Ok i dont like idea that prisoners are upgradeble to units but i understand that DH like it.

So my proposla is to make it more realistic. Some though:
"If you give man a bow it dosent make a bowman from him"

In reality it takes years of training before someone is good bowman. In current prisoners system you can cach pack of ex swordsmans and make bowmans from them (so so so unrealistic).

I would like to add combat class to prisoners. If you capture archers you can only make archers from them or above. If you capture swordsmans you can only make swordsmans from them or above

I think the way that was being considered was to give them a promotion on conversion that would use the combat mod's affliction system (so they would be 'afflicted' with 'crappy training' or something that would fade after a certain number of turns)
 
Ok i dont like idea that prisoners are upgradeble to units but i understand that DH like it.

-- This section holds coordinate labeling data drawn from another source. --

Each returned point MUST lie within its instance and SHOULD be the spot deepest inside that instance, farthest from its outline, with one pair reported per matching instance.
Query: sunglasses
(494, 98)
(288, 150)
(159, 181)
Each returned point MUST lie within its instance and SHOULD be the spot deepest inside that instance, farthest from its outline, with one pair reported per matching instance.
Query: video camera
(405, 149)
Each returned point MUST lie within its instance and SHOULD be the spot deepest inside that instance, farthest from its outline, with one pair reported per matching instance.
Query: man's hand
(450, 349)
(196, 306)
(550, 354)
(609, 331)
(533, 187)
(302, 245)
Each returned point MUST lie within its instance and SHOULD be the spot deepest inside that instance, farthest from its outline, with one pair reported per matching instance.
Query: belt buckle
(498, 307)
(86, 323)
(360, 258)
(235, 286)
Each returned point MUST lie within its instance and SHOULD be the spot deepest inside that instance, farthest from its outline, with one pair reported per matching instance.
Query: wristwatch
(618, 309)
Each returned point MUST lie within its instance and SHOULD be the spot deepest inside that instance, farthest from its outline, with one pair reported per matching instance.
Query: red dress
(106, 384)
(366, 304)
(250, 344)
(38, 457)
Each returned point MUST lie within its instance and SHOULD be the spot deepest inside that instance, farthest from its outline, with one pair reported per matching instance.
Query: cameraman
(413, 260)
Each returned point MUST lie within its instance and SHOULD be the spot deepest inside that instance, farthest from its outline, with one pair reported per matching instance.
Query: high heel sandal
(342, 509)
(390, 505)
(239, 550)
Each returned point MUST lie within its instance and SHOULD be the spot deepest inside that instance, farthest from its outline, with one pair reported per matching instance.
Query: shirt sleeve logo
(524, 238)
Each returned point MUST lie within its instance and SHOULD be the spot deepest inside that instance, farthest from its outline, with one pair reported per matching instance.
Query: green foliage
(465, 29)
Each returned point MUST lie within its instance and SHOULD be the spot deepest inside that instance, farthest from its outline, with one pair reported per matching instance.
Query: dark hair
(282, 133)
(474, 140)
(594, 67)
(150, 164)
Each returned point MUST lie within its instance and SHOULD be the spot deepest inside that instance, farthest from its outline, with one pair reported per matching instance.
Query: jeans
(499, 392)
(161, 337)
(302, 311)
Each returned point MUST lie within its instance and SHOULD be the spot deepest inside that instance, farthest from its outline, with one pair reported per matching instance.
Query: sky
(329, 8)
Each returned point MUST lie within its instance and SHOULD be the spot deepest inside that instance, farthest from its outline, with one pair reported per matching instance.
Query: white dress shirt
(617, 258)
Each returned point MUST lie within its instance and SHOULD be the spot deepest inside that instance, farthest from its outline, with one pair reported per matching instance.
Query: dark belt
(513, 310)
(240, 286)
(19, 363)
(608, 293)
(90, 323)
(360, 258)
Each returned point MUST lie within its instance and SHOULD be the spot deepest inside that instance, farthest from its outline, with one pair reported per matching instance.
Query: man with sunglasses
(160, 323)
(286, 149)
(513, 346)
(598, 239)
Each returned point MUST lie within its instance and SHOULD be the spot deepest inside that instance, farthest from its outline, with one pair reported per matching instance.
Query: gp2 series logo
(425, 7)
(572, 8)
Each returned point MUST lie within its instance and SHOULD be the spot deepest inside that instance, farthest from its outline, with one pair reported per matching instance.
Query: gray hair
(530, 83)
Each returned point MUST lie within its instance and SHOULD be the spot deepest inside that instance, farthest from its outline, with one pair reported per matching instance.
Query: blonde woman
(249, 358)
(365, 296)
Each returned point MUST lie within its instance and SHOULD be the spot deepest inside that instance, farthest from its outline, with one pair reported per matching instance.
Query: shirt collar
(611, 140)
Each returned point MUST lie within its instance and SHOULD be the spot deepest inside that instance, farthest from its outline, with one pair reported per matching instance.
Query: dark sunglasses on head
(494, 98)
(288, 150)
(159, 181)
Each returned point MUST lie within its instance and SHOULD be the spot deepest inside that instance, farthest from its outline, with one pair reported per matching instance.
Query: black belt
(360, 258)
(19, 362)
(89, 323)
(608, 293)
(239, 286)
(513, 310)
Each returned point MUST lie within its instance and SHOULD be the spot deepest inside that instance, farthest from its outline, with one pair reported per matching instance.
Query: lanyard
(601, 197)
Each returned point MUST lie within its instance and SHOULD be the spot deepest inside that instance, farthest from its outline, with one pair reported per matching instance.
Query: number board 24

So my proposla is to make it more realistic. Some though:
"If you give man a bow it dosent make a bowman from him"

In reality it takes years of training before someone is good bowman. In current prisoners system you can cach pack of ex swordsmans and make bowmans from them (so so so unrealistic).

I would like to add combat class to prisoners. If you capture archers you can only make archers from them or above. If you capture swordsmans you can only make swordsmans from them or above

I am specifically using the word captive rather than prisoner because I have plans for prisoners that will occur later in the game so that just as a captive may become a slave they may also become a prisoner.

I to do not like the way the upgrade currently works. We inherited it from the previous Slave module and it is easy to abuse. I want to require that you have the captive in a suitable place before you can upgrade it eg a stable city with the correct training facilities. While I could just go that it would require some AI to make the computer players aware of the need to move there.
 
"If you give man a bow it dosent make a bowman from him"

In reality it takes years of training before someone is good bowman. In current prisoners system you can cach pack of ex swordsmans and make bowmans from them (so so so unrealistic).

Actually, in the middle ages in Europe at least, archers were at the bottom of most armies:

During the Middle Ages, archery in warfare was not as prevalent and dominant in Western Europe as popular myth sometimes dictates. Archers were quite often the lowest-paid soldiers in an army or were conscripted from the peasantry. This was due to the cheap nature of the bow and arrow, as compared to the expense needed to equip a professional man-at-arms with good armour and a sword. Professional archers required a lifetime of training and expensive bows to be effective, and were thus generally rare in Europe (see English longbow). The bow was seldom used to decide battles and often viewed as a "lower class weapon" or as a toy, by the nobility.
 
Actually, in the middle ages in Europe at least, archers were at the bottom of most armies:

Not in England where longbowmens was trained from child. In effect their reach was even two times longer than others bowmen. They even wins multiple battles because their enemies didn't suppose that arrows can fly such long distance.